Noch nicht terminiert ist die am 09.07.2012 eingegangene Strafsache gegen P. u.a. (66 KLs 16/12; OLG-Frist 09.09.2012). Dieses Verfahren könnte die 6. große Strafkammer frühestens im Anschluss an die Wirtschaftsstrafsache gegen Sch. u.a. ab dem 21.11.2012 verhandeln.

Eine teilweise Entlastung der 6. großen Strafkammer ist durch die 1. große Strafkammer möglich. Diese Kammer hat ab Anfang September 2012 noch Termine für Haftsachen frei. Frühere Hauptverhandlungstermine stehen auch bei den übrigen großen Strafkammern des Landgerichts Aachen nicht zur Verfügung".
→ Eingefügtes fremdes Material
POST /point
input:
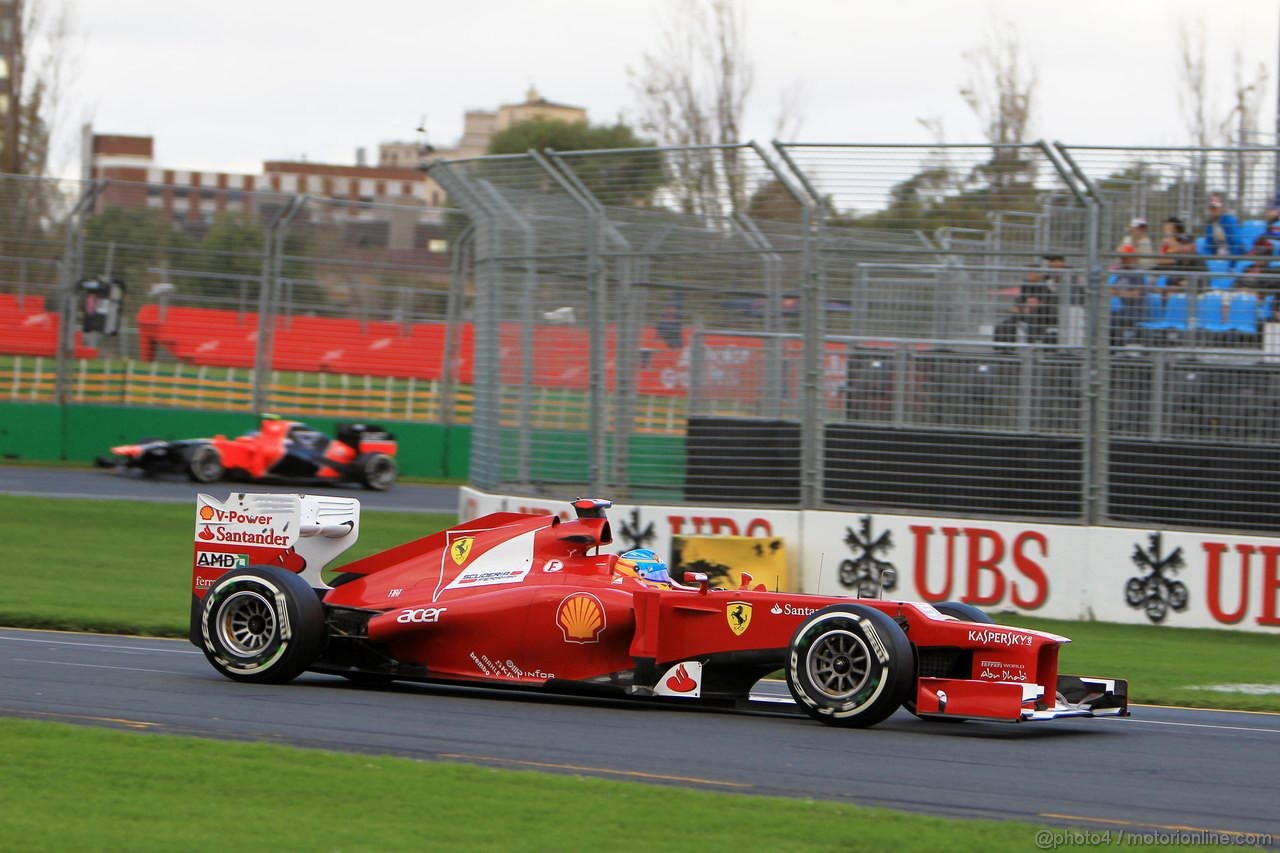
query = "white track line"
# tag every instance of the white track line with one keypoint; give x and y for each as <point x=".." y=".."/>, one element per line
<point x="101" y="646"/>
<point x="97" y="666"/>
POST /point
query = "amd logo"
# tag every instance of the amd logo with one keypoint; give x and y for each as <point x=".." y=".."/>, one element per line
<point x="216" y="560"/>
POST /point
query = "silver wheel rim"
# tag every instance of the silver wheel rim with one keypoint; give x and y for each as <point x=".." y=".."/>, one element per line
<point x="208" y="465"/>
<point x="246" y="623"/>
<point x="839" y="664"/>
<point x="383" y="471"/>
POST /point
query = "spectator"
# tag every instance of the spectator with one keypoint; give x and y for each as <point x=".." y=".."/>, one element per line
<point x="1258" y="277"/>
<point x="1127" y="284"/>
<point x="1171" y="229"/>
<point x="1139" y="242"/>
<point x="1034" y="311"/>
<point x="1221" y="232"/>
<point x="1184" y="260"/>
<point x="1272" y="218"/>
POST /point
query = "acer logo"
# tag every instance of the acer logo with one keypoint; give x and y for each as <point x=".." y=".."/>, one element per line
<point x="421" y="615"/>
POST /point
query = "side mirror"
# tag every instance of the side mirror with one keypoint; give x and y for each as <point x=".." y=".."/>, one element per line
<point x="887" y="578"/>
<point x="698" y="578"/>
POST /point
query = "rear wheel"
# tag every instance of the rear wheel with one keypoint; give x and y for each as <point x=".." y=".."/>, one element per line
<point x="378" y="471"/>
<point x="261" y="624"/>
<point x="849" y="665"/>
<point x="205" y="464"/>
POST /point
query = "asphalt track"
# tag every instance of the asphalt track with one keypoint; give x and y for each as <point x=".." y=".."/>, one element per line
<point x="112" y="486"/>
<point x="1161" y="769"/>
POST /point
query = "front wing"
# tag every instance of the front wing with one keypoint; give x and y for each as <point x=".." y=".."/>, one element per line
<point x="1019" y="702"/>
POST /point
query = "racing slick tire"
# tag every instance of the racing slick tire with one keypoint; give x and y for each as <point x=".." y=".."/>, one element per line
<point x="261" y="624"/>
<point x="205" y="464"/>
<point x="850" y="665"/>
<point x="376" y="471"/>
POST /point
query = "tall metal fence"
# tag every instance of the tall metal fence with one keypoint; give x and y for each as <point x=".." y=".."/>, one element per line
<point x="1005" y="331"/>
<point x="251" y="301"/>
<point x="961" y="329"/>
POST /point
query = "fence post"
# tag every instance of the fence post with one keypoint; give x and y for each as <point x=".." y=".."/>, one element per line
<point x="812" y="288"/>
<point x="69" y="274"/>
<point x="485" y="469"/>
<point x="1097" y="351"/>
<point x="460" y="269"/>
<point x="597" y="319"/>
<point x="268" y="296"/>
<point x="528" y="300"/>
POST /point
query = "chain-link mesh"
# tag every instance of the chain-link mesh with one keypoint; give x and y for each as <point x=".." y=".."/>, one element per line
<point x="1041" y="331"/>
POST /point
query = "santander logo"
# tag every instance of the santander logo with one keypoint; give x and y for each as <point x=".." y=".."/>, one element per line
<point x="681" y="680"/>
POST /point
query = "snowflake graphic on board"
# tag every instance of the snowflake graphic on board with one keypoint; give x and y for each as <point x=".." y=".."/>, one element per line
<point x="864" y="573"/>
<point x="634" y="534"/>
<point x="1156" y="591"/>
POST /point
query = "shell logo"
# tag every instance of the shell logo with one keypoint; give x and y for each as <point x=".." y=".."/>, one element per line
<point x="581" y="617"/>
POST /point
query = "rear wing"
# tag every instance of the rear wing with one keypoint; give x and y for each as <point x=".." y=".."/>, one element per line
<point x="302" y="533"/>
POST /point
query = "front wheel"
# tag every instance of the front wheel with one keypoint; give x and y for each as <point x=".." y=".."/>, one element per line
<point x="849" y="665"/>
<point x="378" y="471"/>
<point x="261" y="624"/>
<point x="205" y="464"/>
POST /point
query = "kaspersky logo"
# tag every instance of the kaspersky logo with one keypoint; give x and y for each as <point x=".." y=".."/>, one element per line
<point x="461" y="550"/>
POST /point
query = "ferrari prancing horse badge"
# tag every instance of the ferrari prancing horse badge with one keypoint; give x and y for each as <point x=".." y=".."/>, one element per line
<point x="461" y="550"/>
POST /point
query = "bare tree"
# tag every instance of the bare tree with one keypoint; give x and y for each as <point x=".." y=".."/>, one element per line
<point x="1193" y="96"/>
<point x="693" y="90"/>
<point x="41" y="65"/>
<point x="1001" y="92"/>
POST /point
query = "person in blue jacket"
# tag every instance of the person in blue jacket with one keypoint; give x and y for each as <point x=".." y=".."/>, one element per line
<point x="1221" y="231"/>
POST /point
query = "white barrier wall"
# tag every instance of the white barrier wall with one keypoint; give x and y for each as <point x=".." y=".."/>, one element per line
<point x="1064" y="571"/>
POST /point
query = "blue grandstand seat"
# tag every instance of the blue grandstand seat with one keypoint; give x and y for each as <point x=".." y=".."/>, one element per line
<point x="1242" y="313"/>
<point x="1251" y="229"/>
<point x="1155" y="310"/>
<point x="1208" y="313"/>
<point x="1220" y="273"/>
<point x="1178" y="311"/>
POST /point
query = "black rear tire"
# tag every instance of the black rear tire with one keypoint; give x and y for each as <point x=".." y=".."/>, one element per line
<point x="205" y="464"/>
<point x="378" y="471"/>
<point x="261" y="624"/>
<point x="850" y="665"/>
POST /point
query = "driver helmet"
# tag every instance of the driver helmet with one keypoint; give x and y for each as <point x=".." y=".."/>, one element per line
<point x="645" y="564"/>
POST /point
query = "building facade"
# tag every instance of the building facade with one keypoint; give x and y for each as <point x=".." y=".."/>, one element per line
<point x="478" y="129"/>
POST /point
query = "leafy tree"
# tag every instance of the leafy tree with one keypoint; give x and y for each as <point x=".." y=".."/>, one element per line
<point x="629" y="176"/>
<point x="128" y="241"/>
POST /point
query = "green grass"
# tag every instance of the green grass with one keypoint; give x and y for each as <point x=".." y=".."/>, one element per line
<point x="67" y="788"/>
<point x="124" y="566"/>
<point x="1170" y="665"/>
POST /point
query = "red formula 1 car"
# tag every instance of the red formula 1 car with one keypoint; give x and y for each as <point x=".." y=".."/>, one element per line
<point x="278" y="450"/>
<point x="529" y="601"/>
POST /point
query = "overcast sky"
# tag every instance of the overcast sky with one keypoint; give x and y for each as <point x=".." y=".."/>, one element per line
<point x="229" y="85"/>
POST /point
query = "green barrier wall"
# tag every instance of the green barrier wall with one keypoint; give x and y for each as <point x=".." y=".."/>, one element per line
<point x="31" y="430"/>
<point x="45" y="433"/>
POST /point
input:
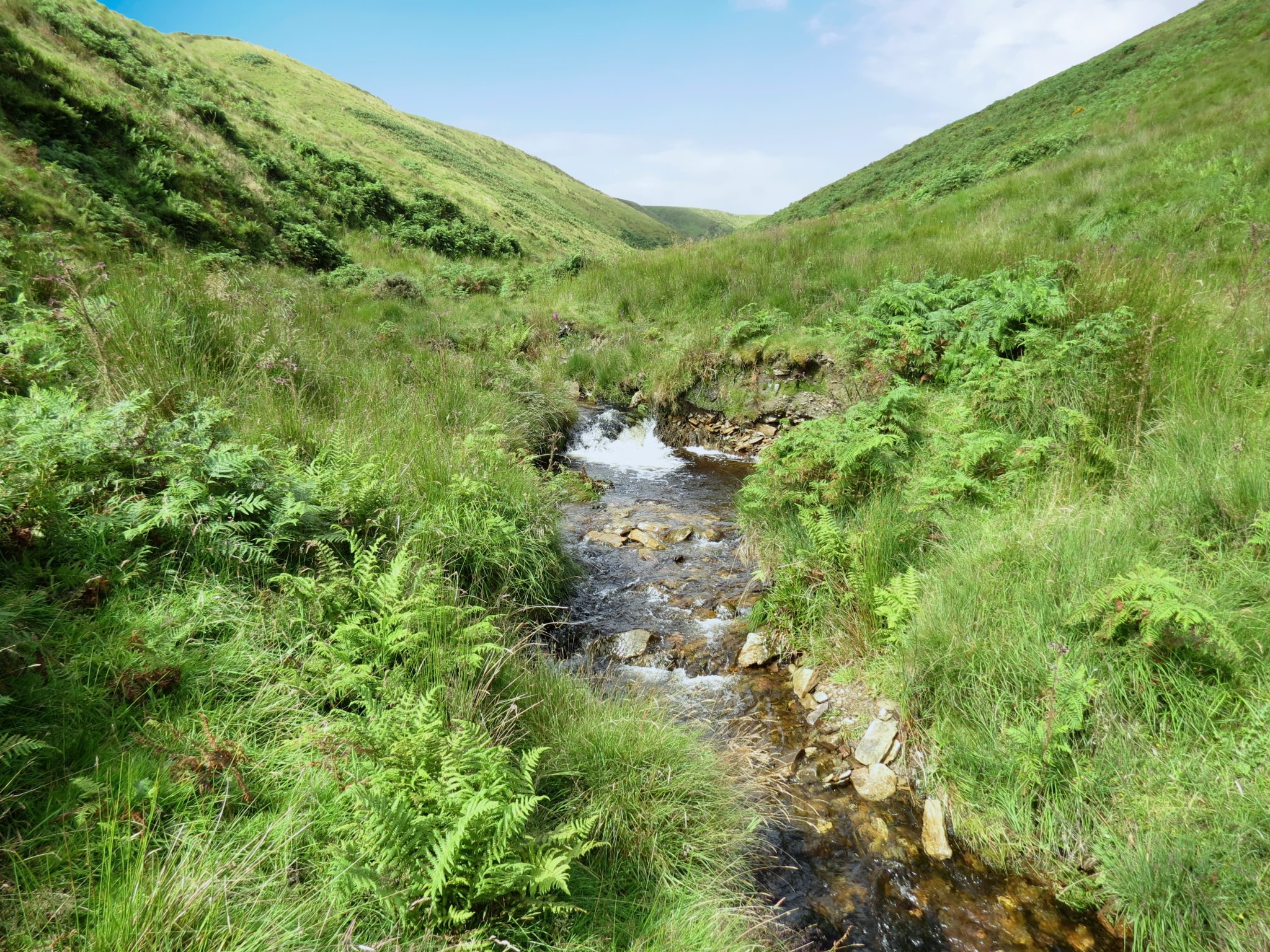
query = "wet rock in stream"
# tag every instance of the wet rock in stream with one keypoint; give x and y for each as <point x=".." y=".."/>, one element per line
<point x="671" y="619"/>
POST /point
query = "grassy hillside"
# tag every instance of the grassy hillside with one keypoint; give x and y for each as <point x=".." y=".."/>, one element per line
<point x="276" y="512"/>
<point x="1036" y="506"/>
<point x="698" y="224"/>
<point x="1068" y="110"/>
<point x="277" y="523"/>
<point x="218" y="143"/>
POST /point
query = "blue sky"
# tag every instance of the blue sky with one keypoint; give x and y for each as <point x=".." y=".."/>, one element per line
<point x="735" y="104"/>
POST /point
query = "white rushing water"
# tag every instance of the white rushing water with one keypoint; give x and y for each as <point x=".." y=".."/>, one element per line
<point x="607" y="442"/>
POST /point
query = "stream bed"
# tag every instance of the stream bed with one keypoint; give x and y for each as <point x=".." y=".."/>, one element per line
<point x="662" y="606"/>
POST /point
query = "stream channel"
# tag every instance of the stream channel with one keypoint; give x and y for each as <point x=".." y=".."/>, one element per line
<point x="843" y="873"/>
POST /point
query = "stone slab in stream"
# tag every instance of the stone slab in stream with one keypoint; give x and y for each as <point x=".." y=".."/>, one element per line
<point x="859" y="856"/>
<point x="630" y="644"/>
<point x="877" y="742"/>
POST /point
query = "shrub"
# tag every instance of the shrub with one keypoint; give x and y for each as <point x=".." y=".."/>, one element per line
<point x="308" y="247"/>
<point x="446" y="827"/>
<point x="401" y="286"/>
<point x="836" y="460"/>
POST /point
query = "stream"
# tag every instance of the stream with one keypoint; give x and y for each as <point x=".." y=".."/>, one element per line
<point x="660" y="609"/>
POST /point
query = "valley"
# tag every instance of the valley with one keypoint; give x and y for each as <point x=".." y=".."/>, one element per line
<point x="408" y="546"/>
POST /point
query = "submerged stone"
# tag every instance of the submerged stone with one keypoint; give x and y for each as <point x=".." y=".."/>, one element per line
<point x="605" y="539"/>
<point x="874" y="782"/>
<point x="755" y="651"/>
<point x="935" y="838"/>
<point x="646" y="539"/>
<point x="877" y="742"/>
<point x="630" y="644"/>
<point x="803" y="679"/>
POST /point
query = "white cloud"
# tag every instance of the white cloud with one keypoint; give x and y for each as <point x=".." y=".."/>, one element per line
<point x="970" y="52"/>
<point x="682" y="172"/>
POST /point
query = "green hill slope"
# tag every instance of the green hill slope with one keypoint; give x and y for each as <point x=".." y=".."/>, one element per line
<point x="219" y="143"/>
<point x="1033" y="500"/>
<point x="1048" y="118"/>
<point x="698" y="224"/>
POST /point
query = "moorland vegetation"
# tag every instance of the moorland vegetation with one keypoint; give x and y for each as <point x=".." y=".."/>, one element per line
<point x="276" y="521"/>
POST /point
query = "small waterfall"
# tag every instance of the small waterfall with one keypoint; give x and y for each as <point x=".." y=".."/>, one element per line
<point x="609" y="442"/>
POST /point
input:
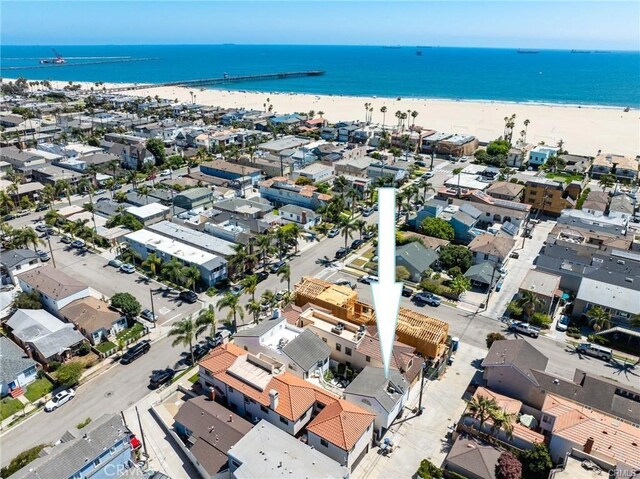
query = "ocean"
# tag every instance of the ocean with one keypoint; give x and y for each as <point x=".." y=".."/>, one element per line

Am gleichen Tag fasste das Präsidium folgenden Beschluss:

"Aus den vorstehenden Gründen wird beschlossen:

1. Anstelle der 6. großen Strafkammer werden alle nach dem Geschäftsplan des Landgerichts Aachen für das Geschäftsjahr 2012 in die Zuständigkeit der 6. großen Strafkammer (ohne 1. große Wirtschaftsstrafkammer und 3. Kammer für Bußgeldsachen) fallenden, beim Landgericht Aachen erhobenen Anklagen und Anträge in Sicherungsverfahren gemäß § 413 StPO der 1. großen Strafkammer zur Bearbeitung zugewiesen, soweit die Anklagen und Anträge im Sicherungsverfahren

- in der Zeit vom 01.07.2012 bis zum Ablauf des heutigen Tages beim Landgericht Aachen eingegangen sind oder noch eingehen und

- bis zum Ablauf des gestrigen Tages noch nicht eröffnet oder noch nicht durch Urteil oder eine sonstige verfahrensbeendende Entscheidung erledigt worden sind.

2.......".

Mit Beschluss vom 13. August 2012 eröffnete die 1. große Strafkammer des Landgerichts Aachen das Verfahren gegen den Angeklagten u.a. und bestimmte fünf Hauptverhandlungstermine, beginnend ab 4. September 2012. Am ersten Tag der Hauptverhandlung rügte ein Verteidiger eines Mitangeklagten die vorschriftswidrige Besetzung des Gerichts, dem sich die Verteidigerin des Angeklagten P. anschloss. Mit Beschluss vom 17. September 2012 wies die 1. große Strafkammer die Besetzungsrüge der Angeklagten zurück. Zur Begründung führte sie aus:

"Mit Blick auf das Beschleunigungsgebot war die Ableitung des Verfahrens von der 6. großen Strafkammer auf die 1. große Strafkammer geboten. Zur weiteren Begründung wird auf den zitierten Vermerk des Präsidiums des Landgerichts Aachen vom 18.07.2012 verwiesen, in dem nachvollziehbar dargelegt wird, dass die 6. große Strafkammer zu entlasten war und eine Zuweisung der Sache an die 1. große Strafkammer zu erfolgen hatte, die als einzige Kammer in der Lage war, innerhalb der Frist des § 121 StPO mit der Hauptverhandlung zu beginnen".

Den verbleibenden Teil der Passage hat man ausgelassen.